No por la gracia de España, como solían decir del caudillo, pero quizás por un acierto total de casting, en La Reina de España verán — ¡oirán!— al mejor Generalísimo Francisco Franco y Bahamonde: voz meliflua y apocada que se crece cuando habla de cine. Trueba no castiga con soberbia al dictador ni le pasa la cuenta histórica maquillándolo de horror; opta por divertirse con él, le basta con volverlo el chiste que ya era. Le guarda, eso sí, una frase de la actriz, la Macarena, el personaje de Penélope Cruz, que coronará el sainete —oración de cierre que será la catarsis que la película esconde con cuidado hasta su final. Luego de ver a Penélope Cruz cantando como nunca se ha cantado la Granada del mexicano Agustín Lara, una delirante extravagancia truebiana entre el cuplé, el más delicioso kitsch y ciertos aires de musical hollywoodense, Trueba consigue otorgar con gentileza (y me atrevería a decir con elegancia) una de las frases más atrevidas, soeces y memorables de cualquier cinematografía. Cuentan que por la dureza de la misma, cuando la gente leía el guión, los ojos de los lectores no podían dar crédito a la frase y le comentaban al realizador que seguramente esas palabras estaban allí provisionalmente y que, justo antes de filmarse la película, el autor, con mejor tino y cabeza, la sustituiría con algo posiblemente más potable. Pero de provisional, nada. La frase —como “the boy stays in the picture!”— se quedó al fin y la graciosa Penélope la dispara con la misma dulzura de un Tejero Molina entrando al Palacio de las Cortes, espetándole al benefactor de España lo que buena parte de su pueblo hubiera querido gritarle en su momento.

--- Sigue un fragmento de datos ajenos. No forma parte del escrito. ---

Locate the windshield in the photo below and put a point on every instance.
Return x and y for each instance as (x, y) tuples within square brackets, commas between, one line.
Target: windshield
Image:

Pero no se hagan ideas. La frase es más que una frase en una película llena de frases geniales. No es una frase momentánea ni un insulto como el que la anterior Macarena de Penélope le lanzó al nazi Joseph Goebbels en la anterior entrada. Es irónico que tras la aspereza del aserto que concluye esta película gozosa se esconda un sutil e inteligente exorcismo final del franquismo urdido por un realizador de lucidez inefable desde sus inicios. Es la mejor manera que pudo hallar Fernando Trueba para colocar, en boca de una mujer, la urgencia de una desfranquización de los espacios de la vida española que aún aguardan por llevarse a cabo. Es una frase lapidaria, bordada por el autor y dicha como nadie más podría por la inmensa Penélope Cruz. Es lo que se llama la procacidad y la frescura elevadas al trono.